11/07/2009

When gentrification pisses off an entire neighborhood

Yuppie scum at its finest and most obnoxious, and a few questions:

1. How many of those condo units are affordable?

2. Are the loud booms from old Ironsides ruining people's whoopie making/yoga/debating sessions?

3. If you're here because it's an attractive area, why in blazes do you want to change it without a single shred of consideration for your neighbors, who were here much longer than you've been?

11/06/2009

The Fort Hood attacks - who's right, and who's wrong?

I agree with what Hub Blog says here:
Here's a challenge to conservatives:  What specifically would [the mainstream media] do to prevent these types of attacks in the future?  It's put up or shut up time.
On the other hand, I have always been a staunch opponent of political correctness.  You can't simply excuse or wish away violence of any kind, including those attacks that result in death.  I don't agree it's a handmaiden to terror, but more like a way to put rose-colored glasses on unpleasant thoughts or situations.  And sometimes, the rose doesn't hide the horror well enough.

Whipping up emotions is easy.  Finding solutions that may not please the easily offended won't be.

The lump sum option in the Lottery's instant tickets...not a great idea

The Lottery, beginning with this summer's games, are now offering the choice between taking your winnings in installments or being paid out in a lump sum.

For example, if you win $1 million, you can take either 20 payments per year of $50,000 each, or one payment of $650,000.

First, the installments:

  • With taxes, at 25% federal and 5% state, you will receive a check for $35,000 per year.  
  • Over 20 years, you will receive a total of $700,000.  
  • Depending on your tax bracket, you will likely stay within or go up perhaps one or two tax brackets.  For instance, if you're in the 15% tax bracket, you will stay there or increase to either the 25% or 28% tax bracket.

Now, with the lump-sum:

  • With taxes, at 25% federal and 5% state, you will receive a one-time check for $455,000.  
  • The $650,000 represents 13 annuity checks at $50,000 apiece, meaning you will lose 7 annuity checks at $350,000 for this convenience.  
  • Compared with the annuity of 20 checks, the loss will be $245,000 over the period of 20 years ($700,000 - $455,000), or about $12,250 a year.
  • Accepting the $650,000 will also put you into the 35% tax bracket for that year, meaning you will likely pay much more in taxes.  For instance, if you're in the 15% tax bracket, you will be in the 35% tax bracket that year - and all taxes are progressive.
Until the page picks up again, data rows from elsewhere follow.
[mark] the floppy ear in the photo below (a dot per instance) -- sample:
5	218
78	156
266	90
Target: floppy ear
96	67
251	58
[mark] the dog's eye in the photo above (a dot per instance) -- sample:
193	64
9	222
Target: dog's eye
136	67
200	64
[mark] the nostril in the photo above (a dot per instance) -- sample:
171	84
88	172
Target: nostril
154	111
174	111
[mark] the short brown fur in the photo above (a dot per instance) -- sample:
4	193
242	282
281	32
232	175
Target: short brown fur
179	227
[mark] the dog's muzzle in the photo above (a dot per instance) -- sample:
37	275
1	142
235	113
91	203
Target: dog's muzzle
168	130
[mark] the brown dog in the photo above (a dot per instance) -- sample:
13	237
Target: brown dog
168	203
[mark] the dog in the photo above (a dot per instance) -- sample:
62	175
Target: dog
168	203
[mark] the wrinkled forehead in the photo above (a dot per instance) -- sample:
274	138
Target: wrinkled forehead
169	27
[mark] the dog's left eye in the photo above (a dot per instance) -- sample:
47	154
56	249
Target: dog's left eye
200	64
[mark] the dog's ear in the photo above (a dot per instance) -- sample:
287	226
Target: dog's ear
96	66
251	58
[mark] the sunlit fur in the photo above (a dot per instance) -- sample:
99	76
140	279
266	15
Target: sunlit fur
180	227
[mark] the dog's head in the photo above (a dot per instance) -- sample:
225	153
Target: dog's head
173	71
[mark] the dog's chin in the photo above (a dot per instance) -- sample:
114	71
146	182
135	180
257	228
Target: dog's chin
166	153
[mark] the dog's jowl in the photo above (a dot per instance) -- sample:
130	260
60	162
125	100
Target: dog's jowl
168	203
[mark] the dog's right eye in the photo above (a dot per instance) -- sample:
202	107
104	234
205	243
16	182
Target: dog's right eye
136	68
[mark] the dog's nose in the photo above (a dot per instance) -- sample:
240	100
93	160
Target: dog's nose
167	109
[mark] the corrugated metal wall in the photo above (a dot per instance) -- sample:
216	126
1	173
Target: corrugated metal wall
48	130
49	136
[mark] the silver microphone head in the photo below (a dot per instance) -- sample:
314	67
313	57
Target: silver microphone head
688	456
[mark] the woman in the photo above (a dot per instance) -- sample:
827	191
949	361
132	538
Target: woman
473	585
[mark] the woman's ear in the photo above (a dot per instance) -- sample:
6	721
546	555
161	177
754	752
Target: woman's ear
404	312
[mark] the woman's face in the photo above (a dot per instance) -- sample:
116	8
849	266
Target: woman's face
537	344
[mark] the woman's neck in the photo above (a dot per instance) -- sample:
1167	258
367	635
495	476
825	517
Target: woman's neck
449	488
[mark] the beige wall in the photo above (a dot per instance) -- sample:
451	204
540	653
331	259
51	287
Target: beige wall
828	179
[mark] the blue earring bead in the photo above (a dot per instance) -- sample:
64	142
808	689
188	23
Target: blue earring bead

The higher the prize, the more you stand to lose.  If you won $10 million, the amounts I mentioned above go up by a factor of 10 - meaning you lose $3.5 million if you take the lump sum and receiving a check for $4,550,000.  On the other hand, taking the 20 checks at $350,000 each means you get $7,000,000.

So your best bet?  Having a steady, albeit, lower winnings check for 20 years is much better than instant gratification and losing a lot more money. 

It's partially correct that the Lottery is a math tax on the stupid - because it takes a stupid person to utter that phrase.